# Got "Fitted" today...it's the BEST WAY!!!



## mrbillinoc (Dec 4, 2006)

I just got my new driver....AFTER getting properly fitted. I don't think ANYONE should buy before doing this! I've been working on really "slowing" my speed and tempo so I thought I might need a driver change. The PING Tour Van was here and they were great! Yeah, they sell Ping, but they had a bunch of other clubs as well. Their main concern was getting me the right shaft / loft combo that was best for me, then I could go buy whatever I wanted from any brand knowing the right shaft / loft I needed. 

I warmed up real good and then got tested. My swing speed averaged 91MPH. I hit around 70 balls with about 12 diferent drivers. What did I end up with? A Ping Rapture, 10.5, Aldila NVS 350-R 65, cut down 3'4 of an inch. It turns out that the fitting process also takes into consideration your swing-plane, thus the reason for me getting the club cut down.
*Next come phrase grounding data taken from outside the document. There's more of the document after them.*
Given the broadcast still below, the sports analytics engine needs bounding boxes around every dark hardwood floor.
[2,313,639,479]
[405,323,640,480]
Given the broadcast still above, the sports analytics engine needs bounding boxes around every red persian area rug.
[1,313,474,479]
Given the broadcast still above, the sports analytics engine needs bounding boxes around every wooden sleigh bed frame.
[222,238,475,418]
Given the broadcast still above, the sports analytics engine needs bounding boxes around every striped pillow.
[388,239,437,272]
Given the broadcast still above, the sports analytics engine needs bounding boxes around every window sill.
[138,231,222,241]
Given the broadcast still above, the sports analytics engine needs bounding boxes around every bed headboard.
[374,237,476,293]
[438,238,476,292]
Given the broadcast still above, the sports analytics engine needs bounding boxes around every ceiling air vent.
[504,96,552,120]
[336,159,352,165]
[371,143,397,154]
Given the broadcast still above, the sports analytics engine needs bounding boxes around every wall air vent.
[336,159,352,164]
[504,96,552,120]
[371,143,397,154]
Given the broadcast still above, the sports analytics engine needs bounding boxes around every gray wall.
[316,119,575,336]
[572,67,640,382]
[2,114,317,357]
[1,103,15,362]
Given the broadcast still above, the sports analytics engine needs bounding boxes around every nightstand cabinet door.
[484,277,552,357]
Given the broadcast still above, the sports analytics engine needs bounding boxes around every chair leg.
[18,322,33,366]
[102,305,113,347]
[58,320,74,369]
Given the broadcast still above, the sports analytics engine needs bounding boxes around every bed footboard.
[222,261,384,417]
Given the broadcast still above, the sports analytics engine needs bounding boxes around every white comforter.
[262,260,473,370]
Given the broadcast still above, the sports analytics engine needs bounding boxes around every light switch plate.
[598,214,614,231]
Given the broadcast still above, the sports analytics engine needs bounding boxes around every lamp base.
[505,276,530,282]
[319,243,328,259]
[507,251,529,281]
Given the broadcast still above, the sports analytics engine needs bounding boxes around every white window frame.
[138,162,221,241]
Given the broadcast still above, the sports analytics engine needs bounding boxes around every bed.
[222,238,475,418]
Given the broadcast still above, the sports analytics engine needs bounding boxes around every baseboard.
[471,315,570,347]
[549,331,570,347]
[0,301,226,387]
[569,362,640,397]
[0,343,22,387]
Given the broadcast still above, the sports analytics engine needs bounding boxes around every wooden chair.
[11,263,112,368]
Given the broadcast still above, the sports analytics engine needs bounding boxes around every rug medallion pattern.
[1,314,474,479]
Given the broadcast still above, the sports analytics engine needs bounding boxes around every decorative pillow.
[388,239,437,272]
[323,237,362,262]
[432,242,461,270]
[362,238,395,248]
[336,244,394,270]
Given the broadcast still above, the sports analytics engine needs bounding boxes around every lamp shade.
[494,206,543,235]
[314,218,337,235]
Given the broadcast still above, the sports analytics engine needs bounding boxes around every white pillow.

Just to give you an idea of how FAR I was off before (and I'm a 8 hdcp)I was hitting a 8.5, stiff shaft, low-launch club....and I thought THAT was good...boy, was I wrong!!! They even suggested the Titlelist DT Solo ball for me, as they said it was the best match for me.

Do yourself a favor.....if you are going to buy a new driver....GET FITTED!!!


----------



## srothfuss (Nov 17, 2006)

Sounds like a lot of fun and you got a new club in the process. Congratulations!


----------